Japan’s justice ministry has announced a new enforcement package aimed at foreign nationals who stay or work in Japan illegally, with authorities saying the plan will expand social-media monitoring and employer crackdowns. The announcement was made Friday in Tokyo by Justice Minister Hiroshi Hiraguchi, according to Nippon.com’s report of Jiji Press coverage and a parallel Jiji-based write-up in The Nation Thailand.

Key developments

  • The new package is presented as the “Zero Illegal Foreign Residents Plan” and sets near-term priorities for the Immigration Services Agency. Officials say it builds on a broader foreign-national policy package released in January, an area the government has publicly elevated.

  • Authorities say they will strengthen systems that collect and analyze publicly available social-media information to detect illegal employment networks.

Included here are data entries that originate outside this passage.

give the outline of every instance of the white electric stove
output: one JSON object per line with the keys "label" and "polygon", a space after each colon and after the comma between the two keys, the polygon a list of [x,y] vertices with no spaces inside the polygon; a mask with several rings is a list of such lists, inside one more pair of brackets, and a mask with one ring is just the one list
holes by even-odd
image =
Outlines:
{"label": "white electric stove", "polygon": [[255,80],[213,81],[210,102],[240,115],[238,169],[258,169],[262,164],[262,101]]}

Reporting around the policy says this includes stronger action against employers who facilitate unauthorized work.

  • Officials also flagged forged residence cards traded through social platforms. Coverage says the agency plans to introduce a dedicated data-collection tool to identify and disrupt that market.

  • Another named focus is metal and plastic junkyard operators, where enforcement agencies see growing risk of illegal employment as scrap-related business activity expands. The reports describe this as a targeted sector response rather than a broad industry-wide accusation.

  • The figure most likely to draw attention is the official count of people staying in Japan illegally: 68,488 as of January. Reporting notes this number has declined for two consecutive years but remains high enough for the government to justify intensified enforcement.

Together, these points signal a policy posture centered on faster detection and visible enforcement, especially where online channels and document fraud intersect with labor violations.

What to watch

The next concrete update to watch is implementation detail: when the dedicated forgery-monitoring tool is deployed, how social-media intelligence is operationalized, and whether enforcement agencies publish measurable outcomes such as arrests, inspections, or employer penalties.

Another open question is trajectory. If the January baseline of 68,488 is a benchmark for this package, subsequent monthly or quarterly releases from immigration authorities will show whether the strategy produces sustained declines or primarily shifts where violations are detected.